An if statement indicates that the test verifies too many things at once. Such a test, therefore, should be split into several tests. But unlike the situation with multiple AAA sections, there’s no exception for integration tests. There are no benefits in branching within a test. You only gain additional maintenance costs: if statements make the tests harder to read and understand.

if 语句表示该测试一次验证了太多东西。因此,这样的测试应该拆分成多个测试。但与多个 AAA 阶段的情况不同,这里对集成测试也没有例外。在测试内部引入分支没有任何好处。你只会获得额外维护成本:if 语句会让测试更难阅读和理解。
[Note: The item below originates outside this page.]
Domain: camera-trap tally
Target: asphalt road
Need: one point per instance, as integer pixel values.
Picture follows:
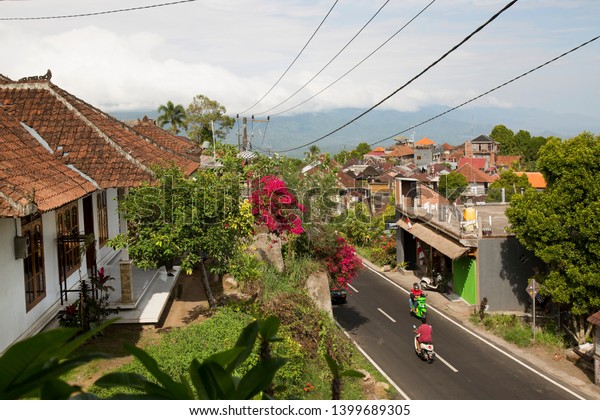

3.1.4 How large should each section be?

3.1.4 每个阶段应该多大?

A common question people ask when starting out with the AAA pattern is, how large should each section be? And what about the teardown section—the section that cleans up after the test? There are different guidelines regarding the size for each of the test sections.

刚开始使用 AAA 模式时,人们常问的一个问题是:每个阶段应该多大?还有 teardown 阶段,也就是测试后清理阶段,又该怎么办?关于每个测试阶段的大小,有不同指南。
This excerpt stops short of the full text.